In reality, a vision for blacks and whites outside the gospel can scarcely hope to achieve more than a waiting room reconciliation. Only the gospel grounds a fellow citizenship, a dwelling place for God made up of the awkward, uncomfortable, self-sacrificing joining of all races.

But I guess the Times makes much of racial hobnobbing in Henry County because they haven't found it anywhere else.

Monday, November 9, 2009

Flags and the Sanctuary

After Matthew Milner posted this on his blog recently, I felt my former patrio-iconoclasm decay a little.

The issue of flags in the sanctuary begs some interesting questions about how design influences worship.

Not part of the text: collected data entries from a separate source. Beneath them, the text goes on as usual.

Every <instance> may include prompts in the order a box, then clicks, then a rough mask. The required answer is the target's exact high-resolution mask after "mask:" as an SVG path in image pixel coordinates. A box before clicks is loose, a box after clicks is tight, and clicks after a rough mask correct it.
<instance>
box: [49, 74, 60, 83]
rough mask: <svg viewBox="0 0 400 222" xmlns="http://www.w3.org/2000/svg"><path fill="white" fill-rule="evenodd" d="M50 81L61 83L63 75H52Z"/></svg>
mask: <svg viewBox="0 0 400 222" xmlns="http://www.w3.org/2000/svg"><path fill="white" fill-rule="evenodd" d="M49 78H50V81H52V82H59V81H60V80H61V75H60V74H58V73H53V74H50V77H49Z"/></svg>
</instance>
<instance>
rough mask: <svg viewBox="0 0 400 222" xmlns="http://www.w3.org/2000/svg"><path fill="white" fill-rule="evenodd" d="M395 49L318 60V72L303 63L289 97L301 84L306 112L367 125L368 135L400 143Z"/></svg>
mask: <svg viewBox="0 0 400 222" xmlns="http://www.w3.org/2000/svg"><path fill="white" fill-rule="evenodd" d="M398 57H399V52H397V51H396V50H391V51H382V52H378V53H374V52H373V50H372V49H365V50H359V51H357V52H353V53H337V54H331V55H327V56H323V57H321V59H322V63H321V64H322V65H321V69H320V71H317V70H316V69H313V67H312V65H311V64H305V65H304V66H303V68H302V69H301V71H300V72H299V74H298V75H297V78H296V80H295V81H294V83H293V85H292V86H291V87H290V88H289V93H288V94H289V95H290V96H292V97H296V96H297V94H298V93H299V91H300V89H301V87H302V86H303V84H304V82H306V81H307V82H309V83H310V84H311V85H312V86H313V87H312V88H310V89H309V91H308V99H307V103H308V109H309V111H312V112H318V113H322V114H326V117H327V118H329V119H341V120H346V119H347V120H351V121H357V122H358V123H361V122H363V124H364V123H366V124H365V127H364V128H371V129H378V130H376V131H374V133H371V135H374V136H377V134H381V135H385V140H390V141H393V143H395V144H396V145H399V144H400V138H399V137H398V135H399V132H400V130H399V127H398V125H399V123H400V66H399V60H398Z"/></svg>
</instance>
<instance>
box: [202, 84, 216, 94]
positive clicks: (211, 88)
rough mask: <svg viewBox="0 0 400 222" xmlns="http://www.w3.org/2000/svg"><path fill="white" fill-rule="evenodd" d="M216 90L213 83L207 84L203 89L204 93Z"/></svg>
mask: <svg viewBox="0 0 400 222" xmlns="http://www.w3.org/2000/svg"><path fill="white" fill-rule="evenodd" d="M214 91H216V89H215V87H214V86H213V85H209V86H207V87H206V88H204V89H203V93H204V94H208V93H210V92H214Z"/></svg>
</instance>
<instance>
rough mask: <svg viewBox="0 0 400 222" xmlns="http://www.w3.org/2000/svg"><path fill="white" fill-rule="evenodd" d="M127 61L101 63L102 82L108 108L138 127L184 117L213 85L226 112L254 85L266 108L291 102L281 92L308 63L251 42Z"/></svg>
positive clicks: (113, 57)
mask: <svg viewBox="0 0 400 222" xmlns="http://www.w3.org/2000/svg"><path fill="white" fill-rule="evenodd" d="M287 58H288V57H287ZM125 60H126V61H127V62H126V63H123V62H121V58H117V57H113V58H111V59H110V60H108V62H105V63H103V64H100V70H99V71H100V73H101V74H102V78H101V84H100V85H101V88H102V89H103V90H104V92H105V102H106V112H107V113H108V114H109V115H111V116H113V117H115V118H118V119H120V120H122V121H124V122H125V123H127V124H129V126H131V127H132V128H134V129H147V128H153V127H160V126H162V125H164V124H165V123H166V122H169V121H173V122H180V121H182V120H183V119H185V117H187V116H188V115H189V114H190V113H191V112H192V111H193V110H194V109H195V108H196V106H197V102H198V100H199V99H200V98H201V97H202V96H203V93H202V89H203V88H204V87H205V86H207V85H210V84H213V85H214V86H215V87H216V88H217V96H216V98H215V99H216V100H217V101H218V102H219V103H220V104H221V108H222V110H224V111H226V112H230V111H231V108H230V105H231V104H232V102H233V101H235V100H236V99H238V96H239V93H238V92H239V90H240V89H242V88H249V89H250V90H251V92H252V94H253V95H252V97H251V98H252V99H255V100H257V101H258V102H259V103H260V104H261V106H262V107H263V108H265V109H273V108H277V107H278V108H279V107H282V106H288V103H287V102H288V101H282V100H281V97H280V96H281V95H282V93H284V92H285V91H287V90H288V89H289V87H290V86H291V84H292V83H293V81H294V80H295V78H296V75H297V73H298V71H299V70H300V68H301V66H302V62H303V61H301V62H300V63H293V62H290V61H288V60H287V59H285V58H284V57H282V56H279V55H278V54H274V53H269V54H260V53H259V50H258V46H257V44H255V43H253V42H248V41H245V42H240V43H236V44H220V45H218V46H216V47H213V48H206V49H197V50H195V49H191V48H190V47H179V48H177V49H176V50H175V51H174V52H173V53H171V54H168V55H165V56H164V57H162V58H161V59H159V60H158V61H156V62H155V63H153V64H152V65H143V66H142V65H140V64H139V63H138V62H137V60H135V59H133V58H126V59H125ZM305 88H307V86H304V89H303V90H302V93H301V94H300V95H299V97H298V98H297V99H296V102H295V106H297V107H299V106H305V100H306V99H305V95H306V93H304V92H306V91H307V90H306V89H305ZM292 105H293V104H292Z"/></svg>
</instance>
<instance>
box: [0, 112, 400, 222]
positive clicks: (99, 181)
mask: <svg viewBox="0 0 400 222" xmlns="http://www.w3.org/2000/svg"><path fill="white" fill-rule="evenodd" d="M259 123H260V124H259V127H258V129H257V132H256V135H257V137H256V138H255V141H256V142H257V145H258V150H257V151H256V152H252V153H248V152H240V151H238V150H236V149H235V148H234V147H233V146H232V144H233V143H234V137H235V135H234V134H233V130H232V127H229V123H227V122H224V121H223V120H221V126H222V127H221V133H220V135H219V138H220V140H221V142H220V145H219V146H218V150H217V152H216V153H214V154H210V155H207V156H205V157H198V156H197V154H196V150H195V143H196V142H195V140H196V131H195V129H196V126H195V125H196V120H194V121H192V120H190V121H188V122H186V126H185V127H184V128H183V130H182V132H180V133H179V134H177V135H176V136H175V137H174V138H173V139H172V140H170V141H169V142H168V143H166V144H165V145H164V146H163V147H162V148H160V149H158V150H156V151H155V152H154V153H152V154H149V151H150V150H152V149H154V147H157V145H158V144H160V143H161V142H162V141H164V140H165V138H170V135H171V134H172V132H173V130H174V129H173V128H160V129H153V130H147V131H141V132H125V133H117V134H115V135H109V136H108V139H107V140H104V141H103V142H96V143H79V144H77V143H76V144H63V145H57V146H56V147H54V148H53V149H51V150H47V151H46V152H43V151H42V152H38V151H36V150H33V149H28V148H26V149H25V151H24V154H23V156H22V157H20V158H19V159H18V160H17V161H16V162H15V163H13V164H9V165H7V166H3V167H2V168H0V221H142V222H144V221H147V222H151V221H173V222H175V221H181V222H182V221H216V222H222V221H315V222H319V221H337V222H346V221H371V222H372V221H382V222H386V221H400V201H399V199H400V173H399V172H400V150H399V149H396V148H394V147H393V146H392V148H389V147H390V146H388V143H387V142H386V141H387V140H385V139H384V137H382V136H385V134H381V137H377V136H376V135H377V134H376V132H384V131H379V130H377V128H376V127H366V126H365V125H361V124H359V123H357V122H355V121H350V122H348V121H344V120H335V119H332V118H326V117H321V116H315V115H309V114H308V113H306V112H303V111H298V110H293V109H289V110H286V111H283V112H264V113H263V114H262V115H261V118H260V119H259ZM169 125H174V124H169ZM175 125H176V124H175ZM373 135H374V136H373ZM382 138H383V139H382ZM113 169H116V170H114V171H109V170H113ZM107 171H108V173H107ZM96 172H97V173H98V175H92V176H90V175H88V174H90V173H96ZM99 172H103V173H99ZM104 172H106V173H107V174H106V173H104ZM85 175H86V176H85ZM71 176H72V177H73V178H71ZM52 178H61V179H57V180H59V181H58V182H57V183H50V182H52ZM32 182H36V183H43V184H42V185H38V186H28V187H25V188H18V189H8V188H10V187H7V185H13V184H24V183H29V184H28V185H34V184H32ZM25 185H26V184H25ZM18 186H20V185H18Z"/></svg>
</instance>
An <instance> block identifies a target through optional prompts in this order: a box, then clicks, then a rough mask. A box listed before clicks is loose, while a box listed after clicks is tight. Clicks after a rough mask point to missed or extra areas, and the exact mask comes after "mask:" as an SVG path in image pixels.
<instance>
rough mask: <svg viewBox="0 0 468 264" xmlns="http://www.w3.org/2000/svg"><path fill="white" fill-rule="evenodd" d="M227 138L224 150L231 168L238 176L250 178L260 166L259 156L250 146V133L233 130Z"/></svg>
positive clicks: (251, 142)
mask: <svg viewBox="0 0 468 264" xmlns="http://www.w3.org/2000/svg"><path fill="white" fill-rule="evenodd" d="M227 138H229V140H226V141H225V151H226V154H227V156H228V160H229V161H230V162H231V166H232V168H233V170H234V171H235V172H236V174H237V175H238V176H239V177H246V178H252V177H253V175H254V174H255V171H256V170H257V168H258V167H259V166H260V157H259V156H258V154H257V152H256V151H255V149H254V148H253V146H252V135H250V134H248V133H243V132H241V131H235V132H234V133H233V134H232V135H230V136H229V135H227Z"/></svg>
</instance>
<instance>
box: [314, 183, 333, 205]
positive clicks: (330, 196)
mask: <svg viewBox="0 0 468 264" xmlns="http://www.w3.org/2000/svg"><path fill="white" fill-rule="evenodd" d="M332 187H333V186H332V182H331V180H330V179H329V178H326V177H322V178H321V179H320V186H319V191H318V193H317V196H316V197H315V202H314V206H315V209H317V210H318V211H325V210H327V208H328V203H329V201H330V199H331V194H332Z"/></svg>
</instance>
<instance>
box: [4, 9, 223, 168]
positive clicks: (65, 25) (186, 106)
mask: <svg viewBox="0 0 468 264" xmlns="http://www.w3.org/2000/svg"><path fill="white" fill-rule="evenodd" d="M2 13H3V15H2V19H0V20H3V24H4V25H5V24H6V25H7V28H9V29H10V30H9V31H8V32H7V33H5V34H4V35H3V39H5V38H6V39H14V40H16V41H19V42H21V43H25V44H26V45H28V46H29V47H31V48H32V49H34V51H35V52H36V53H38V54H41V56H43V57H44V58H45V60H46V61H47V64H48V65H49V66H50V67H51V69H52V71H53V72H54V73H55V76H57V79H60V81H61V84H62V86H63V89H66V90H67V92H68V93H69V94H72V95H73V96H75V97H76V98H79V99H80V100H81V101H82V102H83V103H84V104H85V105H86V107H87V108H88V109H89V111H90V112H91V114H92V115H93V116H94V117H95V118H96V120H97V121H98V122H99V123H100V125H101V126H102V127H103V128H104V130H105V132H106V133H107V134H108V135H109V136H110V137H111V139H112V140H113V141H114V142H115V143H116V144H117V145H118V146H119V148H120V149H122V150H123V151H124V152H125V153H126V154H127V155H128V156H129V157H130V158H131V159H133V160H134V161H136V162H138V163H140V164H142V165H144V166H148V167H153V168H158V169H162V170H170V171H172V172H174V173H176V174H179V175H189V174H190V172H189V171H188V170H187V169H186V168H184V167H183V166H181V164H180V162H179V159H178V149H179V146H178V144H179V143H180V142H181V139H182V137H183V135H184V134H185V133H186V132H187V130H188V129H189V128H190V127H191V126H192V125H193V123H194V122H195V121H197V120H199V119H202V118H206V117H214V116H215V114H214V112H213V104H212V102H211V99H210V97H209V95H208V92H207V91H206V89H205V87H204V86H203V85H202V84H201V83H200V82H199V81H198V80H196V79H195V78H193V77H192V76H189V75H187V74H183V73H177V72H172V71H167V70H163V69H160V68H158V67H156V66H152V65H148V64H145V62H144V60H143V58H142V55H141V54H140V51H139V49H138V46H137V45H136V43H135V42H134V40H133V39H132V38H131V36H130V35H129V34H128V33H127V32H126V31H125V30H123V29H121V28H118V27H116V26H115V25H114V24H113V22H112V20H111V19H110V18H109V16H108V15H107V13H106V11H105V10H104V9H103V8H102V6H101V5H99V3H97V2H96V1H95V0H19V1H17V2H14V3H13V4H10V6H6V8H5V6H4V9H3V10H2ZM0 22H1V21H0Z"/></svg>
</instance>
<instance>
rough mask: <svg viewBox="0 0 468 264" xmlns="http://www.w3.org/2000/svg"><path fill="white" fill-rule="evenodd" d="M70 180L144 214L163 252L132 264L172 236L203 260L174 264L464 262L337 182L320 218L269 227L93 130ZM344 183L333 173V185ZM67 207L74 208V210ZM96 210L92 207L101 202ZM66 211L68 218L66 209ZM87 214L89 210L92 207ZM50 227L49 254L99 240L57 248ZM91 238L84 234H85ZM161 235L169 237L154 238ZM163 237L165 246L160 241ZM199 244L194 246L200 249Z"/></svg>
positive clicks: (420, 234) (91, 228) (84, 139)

Millner's point is valid, that, perhaps, in placing our flag on the "altar" of our respective church we are not worshiping the flag, but creating a visible reminder that if we love our neighbor we ought to pray for our country. This helps me come to terms with my church praying for the queen and singing the Canadian national anthem (once).

But surely there are times when the flag does become an object of idolatry. Where is the line? Why is a little flag next to the cross a helpful reminder while a large American flag in many evangelical churches seems so different?

Soon I think I will argue that this is an issue of ecclesiology as much as aesthetics, but this is enough for now.